Suddenly, a quick, firm footstep sounded on the little garden path, and a boy’s round face smiled in at the diamond-paned window like a ray of bright sunshine. Mrs Gray almost ran to the door. “Bernard, you must be drenched!” she cried.

“No, Mother, not a bit of it,” he laughed, taking off his streaming mackintosh.

“It is such a dreadful day,” she said, but her face had brightened astonishingly at the sight of her brave boy.

“Yes, but it has put a scheme—a grand scheme in my head! Wait until I get my wet togs off and I’ll tell you.”

“An experiment?—already! oh, Bernard!” Mrs Gray laughed with actual joy: her faith in her only son was so unquestioning.

As Bernard came downstairs, the faithful old servant was carrying in a substantial tea for her young master. “Hullo, Dolly,” he cried; “I haven’t stayed up the remainder of the term, you see.”

“Ah, Mr Bernard, it’s well you take it so lightly—but it’s black ruin this time and no mistake. My poor mistress has been fretting night and day over it. Whatever is she to do?”

“Trust herself to me,” said Bernard valiantly.

Dolly laughed. “Why, you ain’t sixteen, Mr Bernard, and not done with your schooling.
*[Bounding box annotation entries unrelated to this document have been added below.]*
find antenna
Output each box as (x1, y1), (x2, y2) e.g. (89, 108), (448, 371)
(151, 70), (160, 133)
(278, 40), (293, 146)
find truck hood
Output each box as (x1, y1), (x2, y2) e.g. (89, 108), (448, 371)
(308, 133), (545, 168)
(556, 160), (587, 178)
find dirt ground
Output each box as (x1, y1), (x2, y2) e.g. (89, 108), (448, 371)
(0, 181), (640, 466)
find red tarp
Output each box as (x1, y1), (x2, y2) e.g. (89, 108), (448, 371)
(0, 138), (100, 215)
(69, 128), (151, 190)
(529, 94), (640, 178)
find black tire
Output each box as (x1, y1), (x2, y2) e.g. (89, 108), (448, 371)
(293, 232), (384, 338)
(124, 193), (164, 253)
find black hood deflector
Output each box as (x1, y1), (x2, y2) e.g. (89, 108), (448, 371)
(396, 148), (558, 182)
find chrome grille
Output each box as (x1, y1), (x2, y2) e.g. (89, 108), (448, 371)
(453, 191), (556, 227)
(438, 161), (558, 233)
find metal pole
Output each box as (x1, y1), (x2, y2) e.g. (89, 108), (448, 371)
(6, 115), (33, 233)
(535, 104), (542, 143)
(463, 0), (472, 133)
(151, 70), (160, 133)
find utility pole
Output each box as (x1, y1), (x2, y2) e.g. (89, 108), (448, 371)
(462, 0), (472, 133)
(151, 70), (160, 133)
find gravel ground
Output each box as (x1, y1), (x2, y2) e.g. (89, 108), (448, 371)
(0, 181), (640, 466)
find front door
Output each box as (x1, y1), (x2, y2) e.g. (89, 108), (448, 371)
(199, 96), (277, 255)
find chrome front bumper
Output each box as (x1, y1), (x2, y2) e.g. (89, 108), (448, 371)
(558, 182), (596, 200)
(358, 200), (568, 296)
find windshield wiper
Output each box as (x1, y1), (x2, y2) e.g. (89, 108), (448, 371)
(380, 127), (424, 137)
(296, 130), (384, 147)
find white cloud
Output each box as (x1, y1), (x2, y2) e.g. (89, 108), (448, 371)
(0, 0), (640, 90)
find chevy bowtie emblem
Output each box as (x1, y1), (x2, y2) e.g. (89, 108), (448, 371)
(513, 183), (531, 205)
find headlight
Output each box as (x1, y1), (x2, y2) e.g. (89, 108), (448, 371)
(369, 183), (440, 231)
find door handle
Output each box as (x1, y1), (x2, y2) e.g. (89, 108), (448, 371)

But, as parson said, so strange-like, on Sunday, for his text—‘the only son of his mother and she was a widow’—you’re all she has left.”

When Mrs Gray and her son were alone she told Bernard the whole history of their misfortunes. An unfortunate speculation on the part of their trustee had left them almost penniless. “There is nothing left to us,” she said, “but this little cottage and seventeen pounds in the cash-box. But, Bernard,” she added, “I grieve over nothing but your school. You had such a brilliant future, and so many friends.”